Click Next and in the new window, check the Validated status column to make sure the actions you want to do on the ontology repository are valid.
The status is represented as the following:
When the concept to add can be matched with concepts from the Ontology but does not exist already in the ontology repository, then the status is valid.
When the concept to add can not be matched with concepts from the Ontology, then the status is invalid with a warning icon.
When the concept to add can be matched with concepts from the Ontology and already exist in the ontology repository, then the status is invalid with a red warning icon.
You can always change your selection in the previous window or clear the check box of the action you want to cancel.
Click Run enrichment to enrich the Ontology repository with the selected attributes.
The result view at the bottom of the wizard displays a message to confirm what has been added to the Ontology repository.
Finish to create the table analysis with a default name.
Next to open a page in the wizard where you can set analysis metadata.
Defining the recommended table analysis
In the analysis metadata page of the wizard:
Set the analysis metadata (name, purpose and description) and click Finish.
The analysis editor opens with the recommended indicators already assigned to the columns.
If required, click Select Indicators to open a dialog box and modify the indicators assigned to the columns.
You can also add patterns to the columns from this dialog box.
Run the analysis.
Analysis results are displayed in the studio and also registered in the Ontology repository on the log server.
The Ontology repository is enriched with the information about what indicators are used on each type of column. It is also enriched with results such as the minimum and maximum values used on indicators and the thresholds used on patterns.
Results like min and max values are important to define a range on numeric columns.

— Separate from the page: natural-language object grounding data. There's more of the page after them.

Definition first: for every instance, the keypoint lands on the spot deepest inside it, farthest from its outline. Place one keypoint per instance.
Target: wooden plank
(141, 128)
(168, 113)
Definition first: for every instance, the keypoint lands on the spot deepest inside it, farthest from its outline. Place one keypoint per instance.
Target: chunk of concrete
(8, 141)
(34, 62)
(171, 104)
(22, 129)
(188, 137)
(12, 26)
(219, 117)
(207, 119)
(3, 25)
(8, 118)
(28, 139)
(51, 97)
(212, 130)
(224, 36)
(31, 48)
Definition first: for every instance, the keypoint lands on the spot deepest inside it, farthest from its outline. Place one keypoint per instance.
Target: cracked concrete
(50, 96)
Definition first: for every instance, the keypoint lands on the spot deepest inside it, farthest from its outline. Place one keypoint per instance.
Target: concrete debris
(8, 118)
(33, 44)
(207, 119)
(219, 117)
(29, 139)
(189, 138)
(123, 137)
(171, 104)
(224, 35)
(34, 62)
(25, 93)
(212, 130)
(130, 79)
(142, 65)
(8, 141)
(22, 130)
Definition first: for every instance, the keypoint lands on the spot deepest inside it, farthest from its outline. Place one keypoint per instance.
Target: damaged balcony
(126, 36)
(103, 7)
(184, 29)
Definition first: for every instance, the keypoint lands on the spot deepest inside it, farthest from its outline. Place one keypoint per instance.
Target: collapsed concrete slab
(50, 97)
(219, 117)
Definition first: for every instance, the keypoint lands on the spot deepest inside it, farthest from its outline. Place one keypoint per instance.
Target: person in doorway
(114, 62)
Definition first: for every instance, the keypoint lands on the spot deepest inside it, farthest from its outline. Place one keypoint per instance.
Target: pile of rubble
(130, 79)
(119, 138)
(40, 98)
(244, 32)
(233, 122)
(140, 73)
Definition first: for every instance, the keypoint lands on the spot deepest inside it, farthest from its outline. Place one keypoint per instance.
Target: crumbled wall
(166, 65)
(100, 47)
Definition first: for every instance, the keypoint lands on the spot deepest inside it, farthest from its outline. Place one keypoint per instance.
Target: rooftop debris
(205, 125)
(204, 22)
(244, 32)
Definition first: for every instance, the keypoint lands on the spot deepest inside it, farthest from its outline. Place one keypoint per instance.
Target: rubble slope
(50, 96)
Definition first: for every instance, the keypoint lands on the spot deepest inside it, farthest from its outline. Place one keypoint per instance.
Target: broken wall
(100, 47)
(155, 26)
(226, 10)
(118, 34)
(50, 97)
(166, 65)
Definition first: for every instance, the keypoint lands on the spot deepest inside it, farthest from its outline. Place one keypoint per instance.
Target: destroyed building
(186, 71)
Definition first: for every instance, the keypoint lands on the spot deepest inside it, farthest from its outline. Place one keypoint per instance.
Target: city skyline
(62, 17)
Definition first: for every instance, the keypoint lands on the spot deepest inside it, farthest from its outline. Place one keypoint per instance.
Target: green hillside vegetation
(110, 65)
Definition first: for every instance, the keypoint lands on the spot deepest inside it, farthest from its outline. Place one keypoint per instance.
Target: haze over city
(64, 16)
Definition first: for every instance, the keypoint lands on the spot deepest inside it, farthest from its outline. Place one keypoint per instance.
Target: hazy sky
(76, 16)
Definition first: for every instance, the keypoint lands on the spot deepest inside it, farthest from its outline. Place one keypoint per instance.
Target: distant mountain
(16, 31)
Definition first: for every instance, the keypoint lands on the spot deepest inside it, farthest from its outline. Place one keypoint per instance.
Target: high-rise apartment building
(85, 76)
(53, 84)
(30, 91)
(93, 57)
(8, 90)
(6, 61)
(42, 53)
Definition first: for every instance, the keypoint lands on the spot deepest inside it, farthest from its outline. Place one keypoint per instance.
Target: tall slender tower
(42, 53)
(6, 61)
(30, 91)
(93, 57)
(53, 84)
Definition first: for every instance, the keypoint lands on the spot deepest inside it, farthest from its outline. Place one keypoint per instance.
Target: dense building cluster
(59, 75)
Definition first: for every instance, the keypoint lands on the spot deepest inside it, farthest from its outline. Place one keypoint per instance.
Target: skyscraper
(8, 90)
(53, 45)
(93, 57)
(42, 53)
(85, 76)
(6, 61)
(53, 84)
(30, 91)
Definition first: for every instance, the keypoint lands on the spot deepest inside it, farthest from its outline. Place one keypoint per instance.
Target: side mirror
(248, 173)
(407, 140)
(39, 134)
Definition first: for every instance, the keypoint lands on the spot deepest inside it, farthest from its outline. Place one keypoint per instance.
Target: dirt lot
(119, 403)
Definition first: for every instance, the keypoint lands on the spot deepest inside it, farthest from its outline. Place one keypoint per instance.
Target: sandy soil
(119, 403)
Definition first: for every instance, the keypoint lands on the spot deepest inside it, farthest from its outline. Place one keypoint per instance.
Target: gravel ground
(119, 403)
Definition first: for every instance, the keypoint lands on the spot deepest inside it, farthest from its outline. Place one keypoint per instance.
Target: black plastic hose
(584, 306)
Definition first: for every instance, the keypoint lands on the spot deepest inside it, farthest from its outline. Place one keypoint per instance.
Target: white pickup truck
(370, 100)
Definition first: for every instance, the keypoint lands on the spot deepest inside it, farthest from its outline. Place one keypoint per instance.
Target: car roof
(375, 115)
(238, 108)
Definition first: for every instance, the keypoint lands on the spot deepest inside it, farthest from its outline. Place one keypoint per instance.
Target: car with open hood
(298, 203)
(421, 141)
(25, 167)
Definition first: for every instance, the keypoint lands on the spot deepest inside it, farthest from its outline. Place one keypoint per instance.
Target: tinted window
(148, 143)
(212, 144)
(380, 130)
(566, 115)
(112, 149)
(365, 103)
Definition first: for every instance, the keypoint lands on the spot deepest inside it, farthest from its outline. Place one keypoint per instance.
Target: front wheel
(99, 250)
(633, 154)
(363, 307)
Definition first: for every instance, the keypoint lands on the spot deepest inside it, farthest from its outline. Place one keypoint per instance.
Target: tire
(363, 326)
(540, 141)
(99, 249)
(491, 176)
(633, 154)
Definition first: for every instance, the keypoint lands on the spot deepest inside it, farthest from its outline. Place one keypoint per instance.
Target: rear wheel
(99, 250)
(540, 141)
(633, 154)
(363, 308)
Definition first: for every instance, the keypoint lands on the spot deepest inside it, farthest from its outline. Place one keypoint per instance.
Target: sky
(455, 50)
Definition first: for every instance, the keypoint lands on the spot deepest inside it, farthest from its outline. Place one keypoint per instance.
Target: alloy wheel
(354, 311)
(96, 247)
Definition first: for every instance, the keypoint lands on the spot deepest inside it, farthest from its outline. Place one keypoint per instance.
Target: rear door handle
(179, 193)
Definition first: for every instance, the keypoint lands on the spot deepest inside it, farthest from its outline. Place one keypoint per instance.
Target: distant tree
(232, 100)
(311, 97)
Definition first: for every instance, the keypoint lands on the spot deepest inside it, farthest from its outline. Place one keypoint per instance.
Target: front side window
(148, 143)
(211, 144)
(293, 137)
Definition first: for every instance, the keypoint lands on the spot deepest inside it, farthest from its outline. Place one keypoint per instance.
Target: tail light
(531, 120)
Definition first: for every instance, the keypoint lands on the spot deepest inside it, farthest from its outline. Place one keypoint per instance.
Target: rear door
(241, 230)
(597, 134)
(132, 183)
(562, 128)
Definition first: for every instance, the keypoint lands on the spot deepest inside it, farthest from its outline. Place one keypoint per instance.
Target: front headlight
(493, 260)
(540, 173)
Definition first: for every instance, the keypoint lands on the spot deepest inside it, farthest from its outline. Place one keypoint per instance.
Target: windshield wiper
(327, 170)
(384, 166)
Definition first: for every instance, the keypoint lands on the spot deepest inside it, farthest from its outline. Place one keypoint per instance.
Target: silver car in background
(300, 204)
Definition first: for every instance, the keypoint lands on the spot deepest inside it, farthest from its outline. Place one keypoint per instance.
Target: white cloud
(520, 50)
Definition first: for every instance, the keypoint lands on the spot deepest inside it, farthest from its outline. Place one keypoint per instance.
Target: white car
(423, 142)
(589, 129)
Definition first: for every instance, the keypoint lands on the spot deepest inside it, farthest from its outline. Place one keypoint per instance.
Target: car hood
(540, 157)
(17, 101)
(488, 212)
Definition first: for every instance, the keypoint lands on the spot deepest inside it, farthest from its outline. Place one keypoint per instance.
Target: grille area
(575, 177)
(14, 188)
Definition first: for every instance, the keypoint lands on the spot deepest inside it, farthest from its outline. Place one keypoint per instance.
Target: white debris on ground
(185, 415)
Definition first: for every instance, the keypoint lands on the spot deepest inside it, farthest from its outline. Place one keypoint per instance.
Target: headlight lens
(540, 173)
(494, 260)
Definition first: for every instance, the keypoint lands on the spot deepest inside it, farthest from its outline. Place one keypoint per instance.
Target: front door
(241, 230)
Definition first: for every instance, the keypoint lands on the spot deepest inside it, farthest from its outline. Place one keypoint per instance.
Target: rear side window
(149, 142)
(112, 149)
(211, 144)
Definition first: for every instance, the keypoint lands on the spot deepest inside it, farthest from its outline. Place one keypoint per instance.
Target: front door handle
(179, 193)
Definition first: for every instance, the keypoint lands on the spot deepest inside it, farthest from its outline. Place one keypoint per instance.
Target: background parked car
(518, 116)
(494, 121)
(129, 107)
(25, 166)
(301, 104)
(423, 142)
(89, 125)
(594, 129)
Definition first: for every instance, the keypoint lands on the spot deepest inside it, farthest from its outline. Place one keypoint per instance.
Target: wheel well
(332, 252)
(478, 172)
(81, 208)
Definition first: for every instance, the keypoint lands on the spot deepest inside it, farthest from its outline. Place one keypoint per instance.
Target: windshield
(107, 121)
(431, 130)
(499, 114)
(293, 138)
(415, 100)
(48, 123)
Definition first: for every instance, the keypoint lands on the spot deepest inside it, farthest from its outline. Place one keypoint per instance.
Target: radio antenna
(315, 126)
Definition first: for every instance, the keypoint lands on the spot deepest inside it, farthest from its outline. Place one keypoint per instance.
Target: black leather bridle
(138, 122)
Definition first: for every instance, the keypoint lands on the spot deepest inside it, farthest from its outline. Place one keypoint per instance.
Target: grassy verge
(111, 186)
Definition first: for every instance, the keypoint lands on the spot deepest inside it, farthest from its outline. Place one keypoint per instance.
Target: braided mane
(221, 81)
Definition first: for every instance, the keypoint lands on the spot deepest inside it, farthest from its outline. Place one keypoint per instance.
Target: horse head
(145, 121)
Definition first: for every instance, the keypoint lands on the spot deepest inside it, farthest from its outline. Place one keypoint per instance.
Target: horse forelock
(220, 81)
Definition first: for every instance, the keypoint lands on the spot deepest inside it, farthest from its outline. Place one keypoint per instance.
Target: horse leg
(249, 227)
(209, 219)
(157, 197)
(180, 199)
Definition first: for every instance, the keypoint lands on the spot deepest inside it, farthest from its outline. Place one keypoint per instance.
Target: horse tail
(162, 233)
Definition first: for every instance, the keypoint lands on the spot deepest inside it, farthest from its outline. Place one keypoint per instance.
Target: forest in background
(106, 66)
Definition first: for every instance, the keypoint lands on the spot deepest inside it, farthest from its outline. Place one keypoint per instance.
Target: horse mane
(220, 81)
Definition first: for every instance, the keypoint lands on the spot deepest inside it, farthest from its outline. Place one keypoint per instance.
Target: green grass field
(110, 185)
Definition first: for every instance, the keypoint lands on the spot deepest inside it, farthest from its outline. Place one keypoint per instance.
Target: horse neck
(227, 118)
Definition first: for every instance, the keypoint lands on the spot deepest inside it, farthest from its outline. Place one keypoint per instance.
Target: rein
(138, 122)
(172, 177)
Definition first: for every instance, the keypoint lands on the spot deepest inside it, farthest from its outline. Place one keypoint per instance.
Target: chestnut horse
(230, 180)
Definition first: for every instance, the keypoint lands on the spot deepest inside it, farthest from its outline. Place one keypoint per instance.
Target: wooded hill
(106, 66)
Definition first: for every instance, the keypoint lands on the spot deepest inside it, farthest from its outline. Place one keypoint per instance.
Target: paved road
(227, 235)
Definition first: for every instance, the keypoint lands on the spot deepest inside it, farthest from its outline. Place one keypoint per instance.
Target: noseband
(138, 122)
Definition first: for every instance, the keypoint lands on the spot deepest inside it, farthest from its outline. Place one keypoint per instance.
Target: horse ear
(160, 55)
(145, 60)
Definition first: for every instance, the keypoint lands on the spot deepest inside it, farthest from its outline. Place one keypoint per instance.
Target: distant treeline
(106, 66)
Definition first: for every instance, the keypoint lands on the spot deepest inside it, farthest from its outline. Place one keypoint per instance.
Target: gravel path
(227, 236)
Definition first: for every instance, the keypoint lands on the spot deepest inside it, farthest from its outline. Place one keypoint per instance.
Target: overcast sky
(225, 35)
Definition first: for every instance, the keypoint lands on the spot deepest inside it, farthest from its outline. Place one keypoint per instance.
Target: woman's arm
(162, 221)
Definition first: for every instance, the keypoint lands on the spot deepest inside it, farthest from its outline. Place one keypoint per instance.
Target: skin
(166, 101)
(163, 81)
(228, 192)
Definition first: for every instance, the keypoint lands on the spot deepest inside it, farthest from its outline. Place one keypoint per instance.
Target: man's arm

This range is updated in the Ontology repository according to the following rules:
If you do not define a threshold on the min/max indicator in the studio, and if the min/max indicator value is less/greater than the attribute min/max value in the Ontology repository, then the attribute min/max value is updated with the new value of the indicator.
If you set some thresholds on the indicator in the studio, then the min and/or max threshold will update the attribute min and/or max value in the Ontology repository every time the analysis is run.
When you try to create a table analysis with similar columns, all the registered indicators and patterns are used on the columns by default.
For further information about dictionary indexes and regex categories, see the Knowledge Base article Indexes and regex categories used in the Semantic-aware analysis.
For further information about the content of the Ontology repository, see the Knowledge Base article Accessing semantic concepts stored in the Ontology repository.